Frankly, I could not fill a single page, because I can barely remember anything.
Alternatively, a memoir written after one has gone through a stage in one’s life get’s it all down while it is still fresh in the mind.
Maybe they’re just Volume I.
But I’m guessing that it’s because the publishers (marketers) see that there’s a market and they want to catch it while it’s hot.
Well, it’s good to write things down periodically over your lifetime. So many things I would have forgotten had I not written them down. When I die, if anyone cares too, they’ll have to piece my memoirs together from about 50 different sources and 1000 different formats! But it’s all there, if they look hard enough.
Now, if a person has had a very interesting life by the age of 45, and people might be interested in reading about it, then write away.
Perhaps at least some of them believe that irrespective of age their experiences are worth sharing.
Anna Kendrick (actor) just wrote one as well. When I heard this, I thought, “Isn’t she like 12?”
I saw an interview with Anna Kendrick (she’s 31) about her book and thought it was embarrassing.
No offense, Anna, we should still hang out. Call me!
I don’t think they really think about it…
@Jeruba nailed it. It’s about marketing, plain and simple. The idea is pimped to the “star” by his or her publicist, and the project is turned over to some hack “collaborator(s)” to do the actual “writing”. The resulting drivel usually amounts to little more than extended examples of the tiresome nonsense between the covers of those mags and rags littering supermarket checkstands.
Memoirs do not have to be about a whole life. Many of them are written about smaller periods of time within someone’s life. Maybe they had a particularly interesting adolescence. Maybe they had a unique perspective on an interesting moment in history. Memoirs aren’t always written by celebrities, either. Mary Karr, for instance, is a professional writer who has written three popular memoirs about different phases of her life.
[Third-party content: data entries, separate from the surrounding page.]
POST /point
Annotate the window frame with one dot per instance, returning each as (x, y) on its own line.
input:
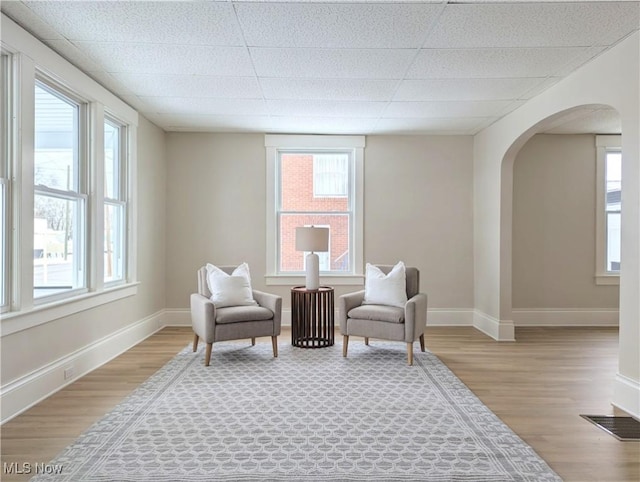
(7, 111)
(30, 59)
(276, 144)
(77, 193)
(121, 197)
(604, 144)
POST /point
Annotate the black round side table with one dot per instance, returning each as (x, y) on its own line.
(312, 323)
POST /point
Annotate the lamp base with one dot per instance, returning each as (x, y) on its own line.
(312, 271)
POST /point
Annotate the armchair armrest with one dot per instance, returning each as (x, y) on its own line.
(415, 317)
(345, 304)
(272, 302)
(203, 317)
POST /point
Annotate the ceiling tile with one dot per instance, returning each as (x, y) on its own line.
(343, 25)
(325, 108)
(169, 59)
(465, 89)
(332, 63)
(204, 106)
(328, 89)
(230, 123)
(450, 109)
(191, 86)
(22, 15)
(496, 63)
(441, 126)
(533, 24)
(73, 54)
(321, 125)
(193, 23)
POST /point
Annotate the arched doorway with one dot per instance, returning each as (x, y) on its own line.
(547, 261)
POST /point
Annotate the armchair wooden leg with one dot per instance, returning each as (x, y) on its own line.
(207, 354)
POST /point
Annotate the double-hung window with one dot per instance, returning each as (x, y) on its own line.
(115, 204)
(60, 183)
(315, 181)
(608, 215)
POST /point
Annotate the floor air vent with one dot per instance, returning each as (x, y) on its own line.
(622, 428)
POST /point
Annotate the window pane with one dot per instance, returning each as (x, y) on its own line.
(57, 245)
(614, 180)
(111, 161)
(56, 141)
(614, 190)
(3, 250)
(5, 143)
(613, 241)
(330, 175)
(336, 259)
(113, 242)
(297, 184)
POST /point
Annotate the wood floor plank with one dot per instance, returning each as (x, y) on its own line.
(538, 385)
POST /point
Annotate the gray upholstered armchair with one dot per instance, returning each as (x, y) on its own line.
(385, 322)
(213, 324)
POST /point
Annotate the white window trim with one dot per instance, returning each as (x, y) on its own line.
(31, 55)
(602, 276)
(7, 140)
(274, 142)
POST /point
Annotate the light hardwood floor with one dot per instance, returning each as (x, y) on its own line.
(538, 386)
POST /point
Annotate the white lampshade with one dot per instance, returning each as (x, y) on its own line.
(310, 238)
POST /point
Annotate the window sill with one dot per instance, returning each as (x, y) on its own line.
(607, 279)
(16, 321)
(297, 280)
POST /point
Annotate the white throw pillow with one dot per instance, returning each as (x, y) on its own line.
(389, 289)
(230, 290)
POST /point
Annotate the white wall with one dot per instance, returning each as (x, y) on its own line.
(554, 227)
(417, 208)
(611, 79)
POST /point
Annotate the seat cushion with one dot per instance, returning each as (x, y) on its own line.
(392, 314)
(235, 314)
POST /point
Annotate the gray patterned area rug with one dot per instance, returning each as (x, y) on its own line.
(308, 415)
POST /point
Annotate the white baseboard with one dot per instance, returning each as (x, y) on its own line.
(626, 395)
(565, 317)
(435, 317)
(21, 394)
(500, 330)
(176, 317)
(449, 317)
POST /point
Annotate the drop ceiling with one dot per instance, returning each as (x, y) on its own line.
(332, 67)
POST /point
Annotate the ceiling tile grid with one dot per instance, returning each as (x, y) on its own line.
(319, 67)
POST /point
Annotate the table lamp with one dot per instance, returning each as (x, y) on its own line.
(311, 239)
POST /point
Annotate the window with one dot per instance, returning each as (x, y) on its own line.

I’ve got about 10 of Cecil Beaton’s memoirs/diaries. Each one reflects a different, interesting, time in his life. I enjoy them more than I do some – this is my entire life – books. The detail makes them interesting. I don’t really want the looking-back-life lessons – I want the details.
I am reading a terrific memoir by J.D. Vance called “Hillbilly Elegy”. He’s only in his early 30s and even he says at the beginning of the book that he has no business writing a memoir. But he had something to say, and it’s a wonderful book.
If a young person writing a memoir offends you, then don’t buy it.
Because you never can count that you can remember to tie your shoes after a certain age, much less remember little details.